NLP and brain-computer interfaces at the European Patent Office

This article from MIT’s technology review discusses a paper from a team at Stanford University titled “A high-performance speech neuroprosthesis” which was published as a preprint on bioRxiv (21 January 2023). The paper relates to translating the thoughts of a patient into text on a screen. These so-called brain-computer interfaces are particularly useful for sufferers of paralysis providing them the ability to communicate without the need to physically speak.

The team claim to have achieved new state-of-the-art performance at 62 words per minute decoded speech, “which is 3.4 times faster than the prior record” and “begins to approach the speed of natural conversation (160 words per minute)”. The paper further claims a 9.1% word error rate on a 50 word vocabulary, and an astonishingly low 23.8% word error rate on a 150,000 word vocabulary.

This state-of-the-art performance was achieved using two machine learning models, one to translate the brain’s electrical signals into predicted phonemes, the other to output a given word or sentence based on these predictions. The article discusses the integration of natural language models in newer methods of brain-computer interface, and points to the rise of larger and more complex natural language models, as potentially driving further developments in the field.

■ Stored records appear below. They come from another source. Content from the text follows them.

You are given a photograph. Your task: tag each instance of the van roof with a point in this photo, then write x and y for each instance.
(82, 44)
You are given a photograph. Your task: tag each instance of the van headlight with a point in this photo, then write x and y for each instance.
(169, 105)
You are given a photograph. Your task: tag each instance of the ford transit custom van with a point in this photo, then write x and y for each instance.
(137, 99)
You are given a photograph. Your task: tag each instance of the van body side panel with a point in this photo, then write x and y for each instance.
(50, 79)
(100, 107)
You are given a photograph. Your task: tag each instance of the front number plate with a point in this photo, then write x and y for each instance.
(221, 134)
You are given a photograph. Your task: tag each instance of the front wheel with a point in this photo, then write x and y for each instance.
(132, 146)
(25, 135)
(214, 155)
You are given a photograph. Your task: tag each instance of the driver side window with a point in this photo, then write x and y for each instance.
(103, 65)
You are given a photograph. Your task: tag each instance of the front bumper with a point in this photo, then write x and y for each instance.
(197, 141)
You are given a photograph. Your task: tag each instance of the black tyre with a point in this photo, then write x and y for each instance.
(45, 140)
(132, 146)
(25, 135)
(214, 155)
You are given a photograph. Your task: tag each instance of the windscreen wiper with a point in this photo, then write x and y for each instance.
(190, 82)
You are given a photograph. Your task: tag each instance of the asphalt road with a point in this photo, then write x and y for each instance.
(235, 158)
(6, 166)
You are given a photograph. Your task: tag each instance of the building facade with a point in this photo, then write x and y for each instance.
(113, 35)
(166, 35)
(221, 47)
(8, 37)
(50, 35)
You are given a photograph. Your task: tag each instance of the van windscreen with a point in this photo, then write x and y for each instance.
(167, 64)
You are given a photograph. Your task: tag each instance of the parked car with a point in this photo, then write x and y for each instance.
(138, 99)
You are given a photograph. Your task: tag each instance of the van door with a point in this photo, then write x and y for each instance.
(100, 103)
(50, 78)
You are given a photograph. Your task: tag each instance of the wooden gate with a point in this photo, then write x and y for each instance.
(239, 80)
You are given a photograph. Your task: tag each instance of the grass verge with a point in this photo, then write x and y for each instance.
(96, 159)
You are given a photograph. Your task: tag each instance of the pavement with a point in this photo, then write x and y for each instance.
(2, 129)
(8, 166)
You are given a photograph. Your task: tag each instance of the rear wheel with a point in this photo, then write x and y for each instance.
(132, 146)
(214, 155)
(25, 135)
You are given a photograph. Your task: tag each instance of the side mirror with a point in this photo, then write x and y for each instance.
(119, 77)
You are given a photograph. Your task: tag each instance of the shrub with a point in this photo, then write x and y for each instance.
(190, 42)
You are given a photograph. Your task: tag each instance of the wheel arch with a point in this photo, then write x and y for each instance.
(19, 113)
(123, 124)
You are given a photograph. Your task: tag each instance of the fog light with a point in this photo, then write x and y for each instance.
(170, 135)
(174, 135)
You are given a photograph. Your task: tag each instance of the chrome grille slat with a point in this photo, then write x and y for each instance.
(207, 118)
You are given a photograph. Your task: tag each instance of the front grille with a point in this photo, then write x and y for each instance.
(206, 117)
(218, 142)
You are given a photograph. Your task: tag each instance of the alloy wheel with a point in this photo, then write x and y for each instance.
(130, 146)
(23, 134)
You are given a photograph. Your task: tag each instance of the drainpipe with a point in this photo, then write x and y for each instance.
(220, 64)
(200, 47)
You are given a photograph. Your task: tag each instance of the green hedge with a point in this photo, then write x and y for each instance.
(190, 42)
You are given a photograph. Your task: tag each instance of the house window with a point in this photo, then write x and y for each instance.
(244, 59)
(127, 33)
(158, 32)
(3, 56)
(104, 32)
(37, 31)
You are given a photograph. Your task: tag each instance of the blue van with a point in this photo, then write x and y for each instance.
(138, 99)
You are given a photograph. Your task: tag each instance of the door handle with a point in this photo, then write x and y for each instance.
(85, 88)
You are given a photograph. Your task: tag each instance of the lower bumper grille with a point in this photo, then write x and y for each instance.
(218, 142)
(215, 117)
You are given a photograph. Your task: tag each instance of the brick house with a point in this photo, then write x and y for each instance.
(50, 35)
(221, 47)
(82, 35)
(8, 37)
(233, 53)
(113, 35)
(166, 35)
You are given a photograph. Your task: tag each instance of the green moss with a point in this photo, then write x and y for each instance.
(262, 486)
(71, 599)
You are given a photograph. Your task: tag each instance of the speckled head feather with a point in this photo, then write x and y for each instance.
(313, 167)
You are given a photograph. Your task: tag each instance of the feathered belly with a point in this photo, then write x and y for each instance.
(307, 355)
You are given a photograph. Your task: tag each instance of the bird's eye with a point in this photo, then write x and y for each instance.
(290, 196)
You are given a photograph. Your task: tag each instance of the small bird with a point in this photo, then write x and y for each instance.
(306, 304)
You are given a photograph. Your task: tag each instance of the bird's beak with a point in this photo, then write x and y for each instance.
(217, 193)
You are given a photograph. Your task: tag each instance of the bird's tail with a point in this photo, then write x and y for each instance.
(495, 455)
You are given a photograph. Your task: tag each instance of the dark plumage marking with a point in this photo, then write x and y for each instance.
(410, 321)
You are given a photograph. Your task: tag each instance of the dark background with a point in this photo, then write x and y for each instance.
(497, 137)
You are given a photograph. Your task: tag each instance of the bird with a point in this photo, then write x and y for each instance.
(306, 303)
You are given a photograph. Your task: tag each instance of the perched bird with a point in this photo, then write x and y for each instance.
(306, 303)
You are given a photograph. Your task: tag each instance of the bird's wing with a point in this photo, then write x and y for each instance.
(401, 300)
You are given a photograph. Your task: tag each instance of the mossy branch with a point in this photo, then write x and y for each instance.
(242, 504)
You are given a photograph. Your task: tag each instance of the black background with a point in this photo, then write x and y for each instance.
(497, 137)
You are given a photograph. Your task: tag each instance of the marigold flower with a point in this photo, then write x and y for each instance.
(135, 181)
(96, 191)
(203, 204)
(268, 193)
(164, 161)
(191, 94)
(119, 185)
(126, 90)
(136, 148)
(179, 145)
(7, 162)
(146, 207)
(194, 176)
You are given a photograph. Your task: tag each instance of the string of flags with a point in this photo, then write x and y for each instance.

Given how useful brain-computer interfaces are likely to be for patients, it is only natural to expect the developers to pursue patent protection. Applicants and attorneys familiar with the European Patent Office’s (EPO’s) approach may wonder how friendly the EPO’s current approach is to patent developments in this area, given the EPO’s position on Natural Language Processing (NLP). According to the EPO’s Guidelines for Examination “classifying text documents solely in respect of their textual content is however not regarded to be per se a technical purpose but a linguistic one”. Additionally, the EPO often seeks to distinguish “cognitive” data from technical data, and the EPO’s Guidelines for Examination state that “cognitive data…are those data whose content and meaning are only relevant to human users and do not contribute to producing a technical effect.” Given that the data in question relates to textual content/language and cognitive data, one may be forgiven for wondering if brain-computer interfaces are patentable at the EPO.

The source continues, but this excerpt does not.